Marina Zwetajewa (1892-1941), die bedeutendste russische Dichterin neben Anna Achmatowa, ist eine der großen Liebesdichterinnen der Weltliteratur, eine Liebende voller «Maßlosigkeit in einer auf Maß bedachten Welt». Dass sie dem uralten Gegenstand völlig neue, unerhörte Klänge – und Klagen – abgewinnt, macht sie zu einem poetischen Phänomen. Ihre Gedichte sind an Frauen wie an Männer gerichtet, das Thema Liebe und Leidenschaft ist bei ihr universal.

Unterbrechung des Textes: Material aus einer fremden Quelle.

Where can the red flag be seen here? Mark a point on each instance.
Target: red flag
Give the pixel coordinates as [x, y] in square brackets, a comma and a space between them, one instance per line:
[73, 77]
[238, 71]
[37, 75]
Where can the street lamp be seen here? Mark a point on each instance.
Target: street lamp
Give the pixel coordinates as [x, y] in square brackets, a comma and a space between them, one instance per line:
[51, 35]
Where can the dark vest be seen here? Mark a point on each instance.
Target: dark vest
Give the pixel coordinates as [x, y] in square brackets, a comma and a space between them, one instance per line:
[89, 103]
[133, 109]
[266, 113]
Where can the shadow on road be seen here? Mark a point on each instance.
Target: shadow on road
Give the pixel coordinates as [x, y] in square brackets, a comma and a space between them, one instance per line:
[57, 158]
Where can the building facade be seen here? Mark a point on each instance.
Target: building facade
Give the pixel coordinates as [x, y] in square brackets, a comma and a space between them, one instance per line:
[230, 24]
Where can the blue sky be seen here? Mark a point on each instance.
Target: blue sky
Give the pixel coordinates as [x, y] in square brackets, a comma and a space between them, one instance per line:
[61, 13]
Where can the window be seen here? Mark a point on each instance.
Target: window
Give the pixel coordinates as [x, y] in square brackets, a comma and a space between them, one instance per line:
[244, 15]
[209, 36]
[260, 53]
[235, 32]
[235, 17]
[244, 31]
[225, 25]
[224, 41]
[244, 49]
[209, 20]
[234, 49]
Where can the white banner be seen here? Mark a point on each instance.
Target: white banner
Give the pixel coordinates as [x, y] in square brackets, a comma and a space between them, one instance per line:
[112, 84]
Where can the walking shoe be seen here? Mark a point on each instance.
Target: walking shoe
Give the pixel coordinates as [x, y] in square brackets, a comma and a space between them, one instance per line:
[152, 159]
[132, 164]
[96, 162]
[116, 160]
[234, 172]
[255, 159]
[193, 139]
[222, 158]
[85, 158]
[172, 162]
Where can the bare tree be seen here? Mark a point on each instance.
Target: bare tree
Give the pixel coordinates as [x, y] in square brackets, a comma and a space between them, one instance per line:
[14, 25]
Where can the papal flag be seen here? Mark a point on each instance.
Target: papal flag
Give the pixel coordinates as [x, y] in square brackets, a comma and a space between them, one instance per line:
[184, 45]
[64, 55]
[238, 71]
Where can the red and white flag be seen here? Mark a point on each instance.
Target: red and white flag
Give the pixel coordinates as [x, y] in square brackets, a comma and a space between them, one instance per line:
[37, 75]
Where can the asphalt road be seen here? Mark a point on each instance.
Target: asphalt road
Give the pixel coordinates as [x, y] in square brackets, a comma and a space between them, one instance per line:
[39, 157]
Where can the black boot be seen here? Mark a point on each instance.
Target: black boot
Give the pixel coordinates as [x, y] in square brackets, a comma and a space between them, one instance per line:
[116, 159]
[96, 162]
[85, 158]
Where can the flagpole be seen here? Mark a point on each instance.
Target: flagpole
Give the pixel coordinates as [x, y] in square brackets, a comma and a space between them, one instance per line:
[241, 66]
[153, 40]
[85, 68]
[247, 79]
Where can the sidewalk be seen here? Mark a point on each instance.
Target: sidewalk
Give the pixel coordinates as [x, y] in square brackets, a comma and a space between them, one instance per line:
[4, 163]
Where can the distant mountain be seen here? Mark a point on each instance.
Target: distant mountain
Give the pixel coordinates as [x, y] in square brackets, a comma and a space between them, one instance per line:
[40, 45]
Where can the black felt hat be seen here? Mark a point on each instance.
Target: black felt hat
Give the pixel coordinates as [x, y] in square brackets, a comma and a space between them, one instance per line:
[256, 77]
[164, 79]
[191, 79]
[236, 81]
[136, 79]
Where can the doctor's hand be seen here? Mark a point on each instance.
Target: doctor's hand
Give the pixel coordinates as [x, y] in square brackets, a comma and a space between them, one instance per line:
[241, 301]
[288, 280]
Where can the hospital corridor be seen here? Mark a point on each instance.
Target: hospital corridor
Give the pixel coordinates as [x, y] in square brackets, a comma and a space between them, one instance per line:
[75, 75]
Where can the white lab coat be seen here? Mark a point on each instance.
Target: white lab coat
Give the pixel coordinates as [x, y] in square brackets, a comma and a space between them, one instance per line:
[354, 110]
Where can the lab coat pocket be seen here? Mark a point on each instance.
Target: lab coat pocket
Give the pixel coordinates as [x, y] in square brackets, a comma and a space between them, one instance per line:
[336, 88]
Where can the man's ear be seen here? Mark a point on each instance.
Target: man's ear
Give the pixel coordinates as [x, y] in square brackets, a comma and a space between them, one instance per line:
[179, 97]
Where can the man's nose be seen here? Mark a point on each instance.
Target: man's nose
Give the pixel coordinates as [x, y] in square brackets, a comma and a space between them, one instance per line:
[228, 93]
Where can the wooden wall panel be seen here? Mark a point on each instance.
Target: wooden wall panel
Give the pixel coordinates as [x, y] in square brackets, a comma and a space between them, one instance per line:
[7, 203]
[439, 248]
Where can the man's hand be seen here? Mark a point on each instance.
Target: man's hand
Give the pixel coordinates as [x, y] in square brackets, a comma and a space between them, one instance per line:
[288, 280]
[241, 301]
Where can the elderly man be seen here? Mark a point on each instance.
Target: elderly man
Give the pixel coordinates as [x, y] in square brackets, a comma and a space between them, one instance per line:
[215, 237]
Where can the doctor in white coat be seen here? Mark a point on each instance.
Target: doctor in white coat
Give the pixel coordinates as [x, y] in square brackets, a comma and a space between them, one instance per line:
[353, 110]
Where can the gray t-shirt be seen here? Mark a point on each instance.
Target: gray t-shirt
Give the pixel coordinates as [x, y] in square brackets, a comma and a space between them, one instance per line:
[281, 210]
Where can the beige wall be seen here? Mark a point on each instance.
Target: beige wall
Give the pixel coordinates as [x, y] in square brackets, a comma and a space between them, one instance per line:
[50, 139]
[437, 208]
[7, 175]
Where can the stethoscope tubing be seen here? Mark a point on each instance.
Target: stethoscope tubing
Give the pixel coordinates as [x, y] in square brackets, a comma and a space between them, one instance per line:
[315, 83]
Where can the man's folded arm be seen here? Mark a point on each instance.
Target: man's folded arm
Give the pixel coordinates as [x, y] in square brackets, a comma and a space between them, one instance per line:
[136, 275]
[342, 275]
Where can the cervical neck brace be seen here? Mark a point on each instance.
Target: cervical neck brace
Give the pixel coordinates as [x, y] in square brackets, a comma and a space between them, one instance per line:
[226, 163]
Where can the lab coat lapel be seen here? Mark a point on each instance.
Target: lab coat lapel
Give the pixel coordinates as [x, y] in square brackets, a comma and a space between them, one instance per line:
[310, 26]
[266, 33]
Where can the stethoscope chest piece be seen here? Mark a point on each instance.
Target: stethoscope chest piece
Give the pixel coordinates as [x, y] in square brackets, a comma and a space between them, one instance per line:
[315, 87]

Wer aber in Marina Zwetajewas Liebesgedichten Idyllen sucht, muss fehlgehen. Sie sind oft eine Abrechnung mit der Liebe und mit sich selbst – schonungslos, unerschrocken.
In einem Brief nennt sie die Liebe «das grausamste Spiel zum Krallenschärfen gegen sich selbst».
Der Band umfasst über hundertfünfzig Gedichte Marina Zwetajewas – viele davon erstmals in deutscher Übersetzung. In seinem Essay wagt Ralph Dutli einen neuen Blick auf die poetische, existentielle und erotische Radikalität dieser Dichterin.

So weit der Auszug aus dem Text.